Wednesday, August 16, 2017

Drawing of the Dark

The Drawing of the Dark sounds like an epic metal band album. Surprise!, it's not about soul sucking harbingers of death but it's about beer!  Well, there are some soul sucker types and I think the grim reaper makes a cameo, but also....beer! This, I believe, was Tim Power's first novel and it's really weird for a first novel.  And while it's subtly funny, there are no dad jokes. I think the main issue with dad jokes is that they have this lazy dumb guy element. But what if you had an erudite professor-type dad? Would his dad jokes look like this? Son: "What do you call those 'why did the chicken cross the road type jokes'? Dad: (sigh) Pedestrian. Here's another one: What do you call an expensive Irish car and drives all over the place?  A Rolls Joyce.

Speaking of obscure references, The Drawing of the Dark is a fantasy set in the medieval times during the Ottoman Empire v. Western Empire times. There are references to all kinds of references. Many of which I am only vaguely aware. I think there are serious gaps in my education. I had to look a few things up and even then I missed so many I'm sure.
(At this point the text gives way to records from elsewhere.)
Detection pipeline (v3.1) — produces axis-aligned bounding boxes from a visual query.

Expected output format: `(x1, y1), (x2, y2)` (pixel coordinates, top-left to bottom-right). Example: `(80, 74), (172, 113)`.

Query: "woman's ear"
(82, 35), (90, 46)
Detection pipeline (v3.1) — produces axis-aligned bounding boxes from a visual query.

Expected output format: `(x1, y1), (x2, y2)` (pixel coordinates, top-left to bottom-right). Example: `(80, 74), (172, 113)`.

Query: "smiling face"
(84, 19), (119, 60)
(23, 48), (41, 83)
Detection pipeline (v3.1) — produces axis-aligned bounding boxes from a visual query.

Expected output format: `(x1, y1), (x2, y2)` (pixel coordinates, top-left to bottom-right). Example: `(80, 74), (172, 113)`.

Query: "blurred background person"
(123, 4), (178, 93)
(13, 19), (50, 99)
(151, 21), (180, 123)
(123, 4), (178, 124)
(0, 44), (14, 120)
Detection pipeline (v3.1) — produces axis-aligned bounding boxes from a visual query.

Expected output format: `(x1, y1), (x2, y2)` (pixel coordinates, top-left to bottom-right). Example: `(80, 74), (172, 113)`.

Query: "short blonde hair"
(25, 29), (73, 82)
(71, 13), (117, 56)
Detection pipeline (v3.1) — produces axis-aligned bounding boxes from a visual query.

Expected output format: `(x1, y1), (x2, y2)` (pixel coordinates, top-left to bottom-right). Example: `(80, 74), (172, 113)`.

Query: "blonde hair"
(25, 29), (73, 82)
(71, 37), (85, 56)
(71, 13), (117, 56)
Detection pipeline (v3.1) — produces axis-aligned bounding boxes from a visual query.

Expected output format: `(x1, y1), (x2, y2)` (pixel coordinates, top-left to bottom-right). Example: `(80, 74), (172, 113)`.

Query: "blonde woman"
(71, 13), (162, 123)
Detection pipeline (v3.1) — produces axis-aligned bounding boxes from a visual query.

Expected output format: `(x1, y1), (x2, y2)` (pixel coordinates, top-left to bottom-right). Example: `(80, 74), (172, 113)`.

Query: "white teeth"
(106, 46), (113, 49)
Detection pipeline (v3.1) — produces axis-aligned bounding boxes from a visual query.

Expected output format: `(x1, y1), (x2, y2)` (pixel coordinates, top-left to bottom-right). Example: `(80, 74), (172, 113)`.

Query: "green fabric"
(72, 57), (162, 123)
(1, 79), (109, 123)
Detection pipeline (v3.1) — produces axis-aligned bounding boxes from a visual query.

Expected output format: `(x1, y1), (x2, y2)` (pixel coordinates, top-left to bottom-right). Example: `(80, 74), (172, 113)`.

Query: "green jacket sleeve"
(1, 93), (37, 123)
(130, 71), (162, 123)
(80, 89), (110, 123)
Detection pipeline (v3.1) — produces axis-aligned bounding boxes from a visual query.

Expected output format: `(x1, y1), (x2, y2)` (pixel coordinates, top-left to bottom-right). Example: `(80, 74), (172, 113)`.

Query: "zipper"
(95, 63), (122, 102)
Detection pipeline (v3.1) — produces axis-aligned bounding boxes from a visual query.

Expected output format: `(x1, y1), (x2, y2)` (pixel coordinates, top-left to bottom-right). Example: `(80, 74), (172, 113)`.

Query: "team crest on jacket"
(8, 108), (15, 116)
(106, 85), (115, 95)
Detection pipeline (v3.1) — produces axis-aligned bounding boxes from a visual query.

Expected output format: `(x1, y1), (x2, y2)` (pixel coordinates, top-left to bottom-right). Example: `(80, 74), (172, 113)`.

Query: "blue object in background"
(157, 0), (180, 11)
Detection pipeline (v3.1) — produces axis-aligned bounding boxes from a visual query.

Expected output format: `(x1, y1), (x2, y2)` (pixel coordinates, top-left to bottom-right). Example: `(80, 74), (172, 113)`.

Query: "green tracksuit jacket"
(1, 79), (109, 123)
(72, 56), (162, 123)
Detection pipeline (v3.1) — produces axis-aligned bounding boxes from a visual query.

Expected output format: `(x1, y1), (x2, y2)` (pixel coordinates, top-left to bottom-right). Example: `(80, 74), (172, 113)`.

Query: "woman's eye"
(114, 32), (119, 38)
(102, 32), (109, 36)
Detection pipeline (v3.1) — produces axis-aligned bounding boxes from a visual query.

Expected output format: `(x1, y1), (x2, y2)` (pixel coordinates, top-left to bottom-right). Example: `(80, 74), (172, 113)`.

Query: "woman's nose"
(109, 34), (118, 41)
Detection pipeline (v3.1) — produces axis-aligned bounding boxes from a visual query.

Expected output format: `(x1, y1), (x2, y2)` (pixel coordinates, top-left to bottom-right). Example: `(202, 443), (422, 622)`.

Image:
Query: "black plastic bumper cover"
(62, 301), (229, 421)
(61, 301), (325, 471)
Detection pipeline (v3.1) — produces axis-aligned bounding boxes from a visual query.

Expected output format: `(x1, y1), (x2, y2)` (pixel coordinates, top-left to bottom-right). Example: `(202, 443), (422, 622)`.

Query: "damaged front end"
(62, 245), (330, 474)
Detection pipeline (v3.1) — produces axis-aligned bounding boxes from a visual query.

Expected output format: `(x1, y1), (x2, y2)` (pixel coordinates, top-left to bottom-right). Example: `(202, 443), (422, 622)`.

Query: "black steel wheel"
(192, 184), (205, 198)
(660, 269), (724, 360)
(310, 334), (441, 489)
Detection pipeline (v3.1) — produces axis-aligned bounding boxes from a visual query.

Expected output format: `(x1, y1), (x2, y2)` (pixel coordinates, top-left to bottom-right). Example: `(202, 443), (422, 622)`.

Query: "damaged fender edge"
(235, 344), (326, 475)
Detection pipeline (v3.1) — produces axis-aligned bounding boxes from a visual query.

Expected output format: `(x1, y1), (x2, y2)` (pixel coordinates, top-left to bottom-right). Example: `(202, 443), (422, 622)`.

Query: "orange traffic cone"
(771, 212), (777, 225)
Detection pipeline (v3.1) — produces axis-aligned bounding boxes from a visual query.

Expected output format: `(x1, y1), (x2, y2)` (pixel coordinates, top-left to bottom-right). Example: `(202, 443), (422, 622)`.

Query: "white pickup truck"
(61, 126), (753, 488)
Dave's grandpa was a college professor. The answer to every trivia question is Bucephalus. I did not have a professor dad.  He was more the type to know all the names of the Dallas Cowboy Cheerleaders.

For his earliest novel, it is ambitious, not in length but in content. It has many many fight scenes. I enjoyed it but I loved Anubis Gates. That is a tough act to follow, except this is written first, but you know what I mean. And yes, magical dark beer is a plot point. Oh, and I almost forgot to tell you that the wizard smokes a dried out snake. That sounds so cool--the smoke coming out of his mouth. Apparently it these snakes had a mild euphoric effect as if you didn't look cool enough smoking a snake.

Of course you have to drink this with a dark beer.  I was lucky enough to visit Ballast Point on my birthday and had a brunch sampler with this Coconut Victory at Sea Imperial Porter.  It has a very strong coconut and fairly strong coffee flavor so you are warned.